I sit staring at a blank screen much more than I ever did without medicine, my associative language center is now sluggish and compromised, and word retrieval is a physical effort. My short-term memory has also suffered. For the first time in my life, I find myself forgetting what I was about to say with my mouth opened during a conversation, or why I walked to the other side of the room. Memory for detail and an ability to translate those memories and impressions into words is a large piece of what has defined me as a writer and as a person. Now, though I can still sit at my laptop and hammer out some thoughts, it takes much longer, and many more drafts, to make sentences that do what I intend for them to do. Often lying in bed, ideas or lines float into my mind unbidden, like they always have, and before I took any medicine I’d wake up and write them down in the morning. Often they were gifts from the subconscious — a perfectly formed sentence or phrase to finish a piece I was working on. But on medicine, those lines have faded by morning. I open a blank word document for that flash of idea, that white heat of image where all stories start, and staring at the cursor blinking on the screen, my mind has lost it.

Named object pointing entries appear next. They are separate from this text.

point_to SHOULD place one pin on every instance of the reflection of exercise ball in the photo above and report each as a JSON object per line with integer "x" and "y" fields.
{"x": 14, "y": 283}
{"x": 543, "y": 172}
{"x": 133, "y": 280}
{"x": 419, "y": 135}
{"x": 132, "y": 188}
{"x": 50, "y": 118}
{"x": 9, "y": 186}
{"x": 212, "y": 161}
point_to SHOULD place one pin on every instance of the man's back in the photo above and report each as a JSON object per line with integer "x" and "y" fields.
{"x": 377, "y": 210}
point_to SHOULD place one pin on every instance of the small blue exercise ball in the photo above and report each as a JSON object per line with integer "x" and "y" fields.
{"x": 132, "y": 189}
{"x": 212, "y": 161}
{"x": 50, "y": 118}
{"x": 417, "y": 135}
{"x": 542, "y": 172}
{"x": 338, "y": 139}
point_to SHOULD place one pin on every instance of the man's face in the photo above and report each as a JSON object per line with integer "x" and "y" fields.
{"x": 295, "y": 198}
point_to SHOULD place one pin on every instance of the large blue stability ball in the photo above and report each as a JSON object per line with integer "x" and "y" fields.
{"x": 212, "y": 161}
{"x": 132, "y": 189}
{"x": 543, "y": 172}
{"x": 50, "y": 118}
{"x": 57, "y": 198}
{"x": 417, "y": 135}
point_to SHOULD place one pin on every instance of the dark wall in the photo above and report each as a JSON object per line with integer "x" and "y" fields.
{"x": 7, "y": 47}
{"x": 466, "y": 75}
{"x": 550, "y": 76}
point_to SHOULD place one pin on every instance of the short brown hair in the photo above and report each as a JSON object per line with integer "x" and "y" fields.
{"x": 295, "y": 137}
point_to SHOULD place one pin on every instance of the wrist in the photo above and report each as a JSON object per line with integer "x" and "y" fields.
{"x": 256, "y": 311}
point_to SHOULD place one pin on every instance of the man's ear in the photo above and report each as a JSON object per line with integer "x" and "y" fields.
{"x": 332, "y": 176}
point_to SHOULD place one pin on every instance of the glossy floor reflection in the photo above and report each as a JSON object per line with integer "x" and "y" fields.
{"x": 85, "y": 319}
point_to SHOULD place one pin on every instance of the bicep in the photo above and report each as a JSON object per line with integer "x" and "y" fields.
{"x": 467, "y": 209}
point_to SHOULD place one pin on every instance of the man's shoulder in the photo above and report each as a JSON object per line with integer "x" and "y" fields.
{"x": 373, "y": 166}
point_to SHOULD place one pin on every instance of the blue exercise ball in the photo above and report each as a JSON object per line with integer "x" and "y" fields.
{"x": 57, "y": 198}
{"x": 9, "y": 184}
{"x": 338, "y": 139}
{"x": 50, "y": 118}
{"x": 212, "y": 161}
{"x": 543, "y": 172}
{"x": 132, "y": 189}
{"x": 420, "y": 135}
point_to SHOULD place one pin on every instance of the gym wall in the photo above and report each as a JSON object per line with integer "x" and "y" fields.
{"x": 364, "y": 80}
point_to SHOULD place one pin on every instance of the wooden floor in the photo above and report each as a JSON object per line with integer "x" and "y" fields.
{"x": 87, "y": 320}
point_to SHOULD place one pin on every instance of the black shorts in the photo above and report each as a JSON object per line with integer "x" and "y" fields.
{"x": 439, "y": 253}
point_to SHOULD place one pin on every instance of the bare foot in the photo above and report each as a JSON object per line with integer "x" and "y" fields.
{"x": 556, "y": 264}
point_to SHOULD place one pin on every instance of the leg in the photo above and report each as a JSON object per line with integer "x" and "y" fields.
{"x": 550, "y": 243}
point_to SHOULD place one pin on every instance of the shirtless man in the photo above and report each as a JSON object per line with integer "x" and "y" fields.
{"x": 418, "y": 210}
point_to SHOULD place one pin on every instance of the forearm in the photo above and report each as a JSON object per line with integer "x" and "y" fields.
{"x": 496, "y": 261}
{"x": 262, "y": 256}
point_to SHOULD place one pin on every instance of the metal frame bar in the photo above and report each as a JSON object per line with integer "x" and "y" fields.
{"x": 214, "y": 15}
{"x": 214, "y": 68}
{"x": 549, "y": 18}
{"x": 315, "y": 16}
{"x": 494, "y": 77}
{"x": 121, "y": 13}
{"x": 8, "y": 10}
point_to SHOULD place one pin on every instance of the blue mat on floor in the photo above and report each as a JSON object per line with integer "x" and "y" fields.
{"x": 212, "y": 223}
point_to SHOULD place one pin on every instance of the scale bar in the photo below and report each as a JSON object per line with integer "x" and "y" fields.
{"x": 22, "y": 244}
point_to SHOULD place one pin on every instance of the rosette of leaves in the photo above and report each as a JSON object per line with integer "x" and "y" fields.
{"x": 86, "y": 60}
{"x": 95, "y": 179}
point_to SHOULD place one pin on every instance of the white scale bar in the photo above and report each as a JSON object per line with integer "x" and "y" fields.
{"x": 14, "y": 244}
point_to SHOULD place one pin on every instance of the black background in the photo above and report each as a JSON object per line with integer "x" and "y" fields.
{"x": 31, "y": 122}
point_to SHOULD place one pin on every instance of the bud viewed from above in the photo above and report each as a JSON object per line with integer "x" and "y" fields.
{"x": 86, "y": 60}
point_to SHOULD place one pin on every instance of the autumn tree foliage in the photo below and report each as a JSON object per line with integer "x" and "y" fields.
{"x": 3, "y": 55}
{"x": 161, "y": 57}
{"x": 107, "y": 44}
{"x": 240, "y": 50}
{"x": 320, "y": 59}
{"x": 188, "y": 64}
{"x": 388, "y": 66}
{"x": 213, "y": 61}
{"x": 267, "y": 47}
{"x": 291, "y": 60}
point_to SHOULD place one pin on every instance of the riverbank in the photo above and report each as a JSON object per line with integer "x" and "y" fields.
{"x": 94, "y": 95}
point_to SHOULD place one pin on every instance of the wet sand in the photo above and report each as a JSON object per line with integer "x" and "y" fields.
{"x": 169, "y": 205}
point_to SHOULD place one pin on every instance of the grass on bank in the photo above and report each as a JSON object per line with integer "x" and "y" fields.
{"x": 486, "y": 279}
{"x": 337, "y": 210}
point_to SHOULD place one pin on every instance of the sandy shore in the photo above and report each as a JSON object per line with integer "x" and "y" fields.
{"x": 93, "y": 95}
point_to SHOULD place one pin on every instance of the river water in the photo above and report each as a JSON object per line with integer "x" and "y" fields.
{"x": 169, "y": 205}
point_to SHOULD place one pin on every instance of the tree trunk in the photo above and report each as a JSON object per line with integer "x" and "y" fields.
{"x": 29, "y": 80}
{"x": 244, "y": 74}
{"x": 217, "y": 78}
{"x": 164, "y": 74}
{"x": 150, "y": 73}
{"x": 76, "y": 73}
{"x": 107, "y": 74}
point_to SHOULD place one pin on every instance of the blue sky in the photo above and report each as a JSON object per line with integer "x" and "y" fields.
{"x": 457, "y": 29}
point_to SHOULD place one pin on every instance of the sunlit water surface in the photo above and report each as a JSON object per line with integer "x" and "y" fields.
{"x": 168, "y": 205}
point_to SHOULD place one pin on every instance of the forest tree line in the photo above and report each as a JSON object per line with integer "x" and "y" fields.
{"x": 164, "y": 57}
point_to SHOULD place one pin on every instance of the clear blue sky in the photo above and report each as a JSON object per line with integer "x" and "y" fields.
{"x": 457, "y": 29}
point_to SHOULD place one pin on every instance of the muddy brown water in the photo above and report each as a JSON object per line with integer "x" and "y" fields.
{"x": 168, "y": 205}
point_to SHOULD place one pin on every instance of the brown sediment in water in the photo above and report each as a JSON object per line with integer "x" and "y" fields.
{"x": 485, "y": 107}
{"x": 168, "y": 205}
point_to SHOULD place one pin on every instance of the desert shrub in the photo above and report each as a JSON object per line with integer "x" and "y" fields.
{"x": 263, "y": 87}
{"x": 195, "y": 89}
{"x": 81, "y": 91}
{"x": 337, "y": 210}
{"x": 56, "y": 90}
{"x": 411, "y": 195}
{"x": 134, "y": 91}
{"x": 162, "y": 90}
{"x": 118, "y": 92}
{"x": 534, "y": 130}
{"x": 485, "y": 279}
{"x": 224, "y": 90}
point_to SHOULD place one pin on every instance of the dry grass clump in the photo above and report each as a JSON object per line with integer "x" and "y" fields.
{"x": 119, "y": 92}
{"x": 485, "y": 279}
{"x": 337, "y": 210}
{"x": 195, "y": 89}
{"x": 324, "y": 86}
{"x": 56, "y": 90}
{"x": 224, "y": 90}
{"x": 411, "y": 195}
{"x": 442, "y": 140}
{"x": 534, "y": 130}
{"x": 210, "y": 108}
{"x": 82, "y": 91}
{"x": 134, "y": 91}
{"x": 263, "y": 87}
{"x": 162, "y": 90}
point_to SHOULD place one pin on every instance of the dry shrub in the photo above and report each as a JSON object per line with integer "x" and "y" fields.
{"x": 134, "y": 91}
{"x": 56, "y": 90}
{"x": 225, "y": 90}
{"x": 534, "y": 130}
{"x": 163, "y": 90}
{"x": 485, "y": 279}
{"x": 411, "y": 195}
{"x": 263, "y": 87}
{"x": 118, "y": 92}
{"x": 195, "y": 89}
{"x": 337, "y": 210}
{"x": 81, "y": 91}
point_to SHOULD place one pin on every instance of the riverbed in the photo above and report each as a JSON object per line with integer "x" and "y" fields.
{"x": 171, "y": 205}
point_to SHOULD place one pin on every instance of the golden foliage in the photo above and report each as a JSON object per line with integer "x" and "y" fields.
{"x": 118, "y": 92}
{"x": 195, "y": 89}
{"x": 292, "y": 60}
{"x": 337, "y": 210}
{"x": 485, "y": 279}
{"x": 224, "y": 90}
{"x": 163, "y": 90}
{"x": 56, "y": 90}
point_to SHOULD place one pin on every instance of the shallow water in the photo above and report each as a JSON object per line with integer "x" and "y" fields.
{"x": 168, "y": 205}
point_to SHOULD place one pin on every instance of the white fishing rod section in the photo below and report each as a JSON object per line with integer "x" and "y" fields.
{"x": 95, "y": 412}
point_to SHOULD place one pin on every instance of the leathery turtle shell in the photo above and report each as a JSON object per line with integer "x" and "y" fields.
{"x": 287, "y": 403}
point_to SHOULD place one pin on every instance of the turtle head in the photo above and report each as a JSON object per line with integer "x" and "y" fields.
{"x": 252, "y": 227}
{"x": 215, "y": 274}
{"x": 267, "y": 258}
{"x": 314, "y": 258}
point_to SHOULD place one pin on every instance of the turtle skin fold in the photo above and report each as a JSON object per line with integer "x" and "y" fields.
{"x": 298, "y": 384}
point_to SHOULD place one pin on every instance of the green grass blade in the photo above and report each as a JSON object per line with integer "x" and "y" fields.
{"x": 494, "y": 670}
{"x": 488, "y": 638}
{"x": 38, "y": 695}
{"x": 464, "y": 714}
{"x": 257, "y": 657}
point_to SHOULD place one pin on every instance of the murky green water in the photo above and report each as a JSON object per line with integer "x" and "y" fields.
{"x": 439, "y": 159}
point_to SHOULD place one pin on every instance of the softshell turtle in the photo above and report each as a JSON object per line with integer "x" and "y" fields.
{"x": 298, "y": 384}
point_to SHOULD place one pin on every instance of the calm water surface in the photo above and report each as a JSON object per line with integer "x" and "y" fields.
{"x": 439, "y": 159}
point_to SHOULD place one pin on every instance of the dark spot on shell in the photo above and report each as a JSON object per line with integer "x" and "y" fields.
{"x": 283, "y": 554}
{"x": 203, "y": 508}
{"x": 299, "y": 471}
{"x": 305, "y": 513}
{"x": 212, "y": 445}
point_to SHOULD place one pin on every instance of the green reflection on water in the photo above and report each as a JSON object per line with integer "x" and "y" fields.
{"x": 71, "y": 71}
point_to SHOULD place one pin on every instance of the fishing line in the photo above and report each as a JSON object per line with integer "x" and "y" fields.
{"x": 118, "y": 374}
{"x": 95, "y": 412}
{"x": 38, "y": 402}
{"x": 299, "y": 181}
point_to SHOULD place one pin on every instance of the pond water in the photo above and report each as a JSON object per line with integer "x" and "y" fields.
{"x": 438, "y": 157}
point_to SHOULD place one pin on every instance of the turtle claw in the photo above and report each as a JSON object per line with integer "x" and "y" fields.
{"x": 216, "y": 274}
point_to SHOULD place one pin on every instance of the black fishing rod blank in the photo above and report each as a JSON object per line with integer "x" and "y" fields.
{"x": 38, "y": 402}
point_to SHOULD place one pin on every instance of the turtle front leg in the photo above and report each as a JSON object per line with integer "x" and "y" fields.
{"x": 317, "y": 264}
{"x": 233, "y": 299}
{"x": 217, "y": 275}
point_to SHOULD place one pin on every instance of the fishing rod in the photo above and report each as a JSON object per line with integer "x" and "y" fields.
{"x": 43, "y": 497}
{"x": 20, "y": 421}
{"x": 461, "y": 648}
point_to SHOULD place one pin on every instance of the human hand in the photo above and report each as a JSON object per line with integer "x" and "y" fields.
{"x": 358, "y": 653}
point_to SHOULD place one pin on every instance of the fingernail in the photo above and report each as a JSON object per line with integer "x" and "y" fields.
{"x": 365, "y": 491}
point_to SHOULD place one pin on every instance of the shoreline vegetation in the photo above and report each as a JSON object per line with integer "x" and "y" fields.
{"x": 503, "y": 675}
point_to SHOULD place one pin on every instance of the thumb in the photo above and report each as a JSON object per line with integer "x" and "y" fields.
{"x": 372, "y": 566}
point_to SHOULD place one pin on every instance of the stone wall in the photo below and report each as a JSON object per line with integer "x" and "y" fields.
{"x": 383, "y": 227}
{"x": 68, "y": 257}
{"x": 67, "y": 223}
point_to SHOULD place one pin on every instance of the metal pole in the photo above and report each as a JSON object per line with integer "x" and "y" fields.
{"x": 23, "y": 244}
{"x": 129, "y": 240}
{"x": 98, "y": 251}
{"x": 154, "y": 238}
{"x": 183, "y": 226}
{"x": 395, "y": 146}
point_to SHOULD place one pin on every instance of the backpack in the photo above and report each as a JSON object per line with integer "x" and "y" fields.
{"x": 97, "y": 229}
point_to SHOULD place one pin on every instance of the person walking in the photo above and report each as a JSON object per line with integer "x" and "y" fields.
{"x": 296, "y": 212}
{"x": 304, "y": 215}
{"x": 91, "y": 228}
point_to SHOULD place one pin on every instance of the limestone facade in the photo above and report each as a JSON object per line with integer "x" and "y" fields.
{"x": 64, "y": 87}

I wouldn’t trade the happiness, the sense of balance, the self-reliance, or the improved relationships I’ve gained from medicine for writing. And perhaps I don’t have to decide between mental health and creativity. It seems that, whether mad or not, people are driven to create in order to understand something about themselves, the world, or their experiences and perceptions. Perhaps Freud was as wrong about art necessarily stemming from neurosis as he was about penis envy. I agree that powerful art is created out of a deep need, and bears the imprint of the essential raw self or soul. But if my anxiety really is a biological disorder, as doctors and psychologists have repeatedly insisted, then my essential self isn’t the anxious thoughts and existential dread I used to constantly feel. My essential self would lie underneath the layers of catastrophic images and anguished mental chatter. It’s possible that the medicines I take could help me travel a clearer and more direct path to that place, avoiding the potholes and back alleys of phobias, anxiety, and panic. Though it takes more discipline to sit down and write now, since I am not doing so to save my life, I am practicing writing from a place of curiosity rather than pain, fascination rather than desperation, forging my way more safely into a different dark.